И она училась и научилась. Стала настоящим экспертом в хитросплетениях сантехнического ремонта в третьем мире. Местным подрядчикам и нравилось, когда она приходила — очень красивая! — но они и терпеть этого не могли, ведь она была жесткой и неумолимой. Они восторгались (хотя их и шокировало), когда видели, что к ним идет эта женщина и отрывисто бросает по-испански с сильным акцентом, но вполне понятно: «No те quiebres el culo!» (Нечего мне башку морочить!)
А в другой раз она могла быть такой чарующей и обаятельной, что они давали ей все, что она просила, с минимальной наценкой. Она смотрела на них прекрасными томными глазами, улыбалась своей особенной улыбкой и говорила, что крыша просто не может ждать до тех пор, пока у приюта появятся наличные, ведь вот-вот польют дожди, вон, видите, какое небо?
Нет, неба они не видели. Они видели ее лицо и фигуру, и если совсем по-честному, то душу, и они шли и ремонтировали распроклятую крышу. Они знали, деньги за ней не пропадут, деньги она раздобудет, потому что кто же в епархии посмеет ей отказать?
Да никто.
Ни у кого не хватит храбрости.
А на рынке? Бог свидетель, она для торговцев — просто ходячий кошмар. Шагает между овощными рядами, точно королева, требуя все самое лучшее, все самое свежее. Мнет, и нюхает, и требует кусочек попробовать.
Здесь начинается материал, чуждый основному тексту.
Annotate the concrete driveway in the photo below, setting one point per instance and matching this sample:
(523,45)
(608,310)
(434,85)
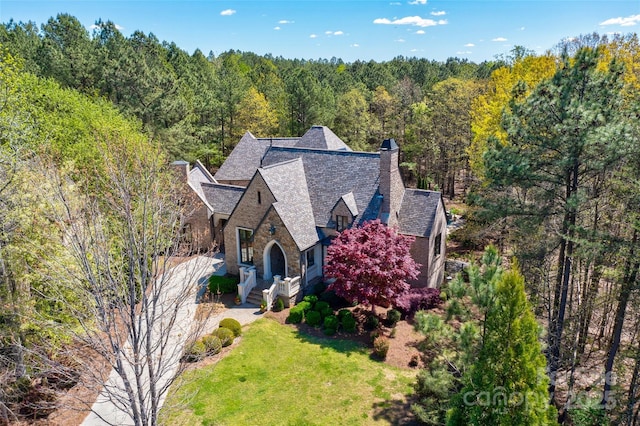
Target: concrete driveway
(110,406)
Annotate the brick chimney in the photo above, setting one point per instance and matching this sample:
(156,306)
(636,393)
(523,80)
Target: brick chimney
(391,185)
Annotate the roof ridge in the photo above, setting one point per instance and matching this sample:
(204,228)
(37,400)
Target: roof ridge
(270,166)
(326,151)
(223,185)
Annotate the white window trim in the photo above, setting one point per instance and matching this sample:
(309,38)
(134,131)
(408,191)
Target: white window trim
(239,249)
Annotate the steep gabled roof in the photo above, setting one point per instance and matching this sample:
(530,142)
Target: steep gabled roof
(288,184)
(198,176)
(349,201)
(332,174)
(222,198)
(321,137)
(418,212)
(245,158)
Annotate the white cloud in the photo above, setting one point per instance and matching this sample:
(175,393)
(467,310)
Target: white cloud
(628,21)
(410,20)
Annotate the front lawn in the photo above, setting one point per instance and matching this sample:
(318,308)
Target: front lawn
(276,375)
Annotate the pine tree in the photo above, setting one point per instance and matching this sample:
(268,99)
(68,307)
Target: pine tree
(507,384)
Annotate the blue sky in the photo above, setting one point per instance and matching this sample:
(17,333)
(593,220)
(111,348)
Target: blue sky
(353,29)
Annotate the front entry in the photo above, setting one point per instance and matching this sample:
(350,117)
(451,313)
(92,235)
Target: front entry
(277,261)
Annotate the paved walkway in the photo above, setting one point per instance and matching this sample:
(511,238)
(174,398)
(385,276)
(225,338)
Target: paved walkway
(108,408)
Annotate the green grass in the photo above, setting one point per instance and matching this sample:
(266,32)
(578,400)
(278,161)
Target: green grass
(277,376)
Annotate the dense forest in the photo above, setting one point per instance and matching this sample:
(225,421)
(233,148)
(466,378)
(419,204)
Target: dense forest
(543,150)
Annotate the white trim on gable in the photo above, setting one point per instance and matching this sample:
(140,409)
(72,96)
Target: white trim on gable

Однажды утром зеленщик, не выдержав, спрашивает:
— Вы что, воображаете, что делаете закупки для постояльцев роскошного отеля?
А она ответила:
— Мои дети заслуживают большего, чем толстопузые богачи. Или вы не согласны?
Нора покупает приюту лучшие продукты по самым выгодным ценам.
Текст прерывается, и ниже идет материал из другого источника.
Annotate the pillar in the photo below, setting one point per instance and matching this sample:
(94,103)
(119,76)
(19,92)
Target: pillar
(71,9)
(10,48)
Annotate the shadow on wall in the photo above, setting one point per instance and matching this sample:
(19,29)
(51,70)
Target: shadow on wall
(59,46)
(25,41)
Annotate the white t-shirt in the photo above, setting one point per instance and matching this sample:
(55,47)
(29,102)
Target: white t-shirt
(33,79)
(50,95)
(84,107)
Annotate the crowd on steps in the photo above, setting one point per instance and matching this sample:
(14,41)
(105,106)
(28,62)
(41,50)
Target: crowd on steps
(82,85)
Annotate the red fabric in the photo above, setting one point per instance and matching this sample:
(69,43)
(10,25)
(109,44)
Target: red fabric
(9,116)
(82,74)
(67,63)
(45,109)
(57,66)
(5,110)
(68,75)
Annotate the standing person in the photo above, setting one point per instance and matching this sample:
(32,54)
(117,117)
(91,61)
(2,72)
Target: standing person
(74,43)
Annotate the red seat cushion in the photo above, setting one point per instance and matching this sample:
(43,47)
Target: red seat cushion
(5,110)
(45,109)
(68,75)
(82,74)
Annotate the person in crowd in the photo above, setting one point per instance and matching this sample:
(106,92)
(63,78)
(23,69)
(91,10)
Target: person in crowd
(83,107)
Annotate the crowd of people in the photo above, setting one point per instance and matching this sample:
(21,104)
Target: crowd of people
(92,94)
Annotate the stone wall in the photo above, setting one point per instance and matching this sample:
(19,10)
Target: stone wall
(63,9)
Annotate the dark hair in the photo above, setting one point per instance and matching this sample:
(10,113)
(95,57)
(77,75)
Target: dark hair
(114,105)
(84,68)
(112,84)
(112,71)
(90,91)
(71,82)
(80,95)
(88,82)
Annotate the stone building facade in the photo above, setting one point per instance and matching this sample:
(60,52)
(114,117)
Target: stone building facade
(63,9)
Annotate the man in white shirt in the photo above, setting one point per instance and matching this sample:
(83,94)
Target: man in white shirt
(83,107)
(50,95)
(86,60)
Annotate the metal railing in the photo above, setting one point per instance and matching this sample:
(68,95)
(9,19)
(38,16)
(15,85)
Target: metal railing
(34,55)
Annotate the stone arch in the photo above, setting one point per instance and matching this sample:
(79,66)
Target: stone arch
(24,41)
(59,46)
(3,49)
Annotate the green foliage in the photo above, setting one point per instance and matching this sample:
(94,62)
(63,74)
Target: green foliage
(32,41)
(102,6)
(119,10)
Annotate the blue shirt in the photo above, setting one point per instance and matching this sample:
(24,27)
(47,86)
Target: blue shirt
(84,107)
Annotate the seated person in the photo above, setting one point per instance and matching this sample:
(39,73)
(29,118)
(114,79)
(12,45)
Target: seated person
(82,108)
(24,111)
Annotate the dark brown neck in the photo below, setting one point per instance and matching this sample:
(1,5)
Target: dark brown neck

Слухи про нее гуляют самые разные. Она актриса... да нет, шлюха. Нет... она любовница кардинала. Нет, она была дорогой куртизанкой, а теперь умирает от СПИДа, вот и приезжает в приют, чтобы искупить свои грехи, прежде чем отправиться на встречу с Богом.
Но прошел год, потом два, потом пять и семь лет, а она все так же приезжает в приют для сирот, и здоровье у нее не ухудшается, а красота не увядает. И всякие домыслы о ее прошлом как-то сошли на нет.
Нора наслаждается едой, когда приезжает в город. Она наедается до отвала, потом, прихватив с собой бокал вина в роскошную ванную, отмокает в горячей воде с душистыми добавками. Вытирается досуха большим пушистым полотенцем (в приюте полотенца маленькие и почти прозрачные), горничная приносит чистую одежду — ее стирали, пока Нора принимала ванну, — и наконец Нора присоединяется к отцу Хуану. Они проводят вечер за разговорами, слушая музыку, или смотрят фильмы. Нора знает, отец Хуан пользуется случаем, пока она принимает ванну, чтобы выйти в сад и украдкой выкурить сигарету (врачи ему строжайше запретили, но он рассуждает: «Вот брошу я курить, а меня возьмет да собьет машина? Тогда получится, я пожертвовал своим удовольствием попусту!»), а потом сосет мятный леденец перед ее возвращением. Смешно! Будто бы может кого-то одурачить, будто ее нужно дурачить.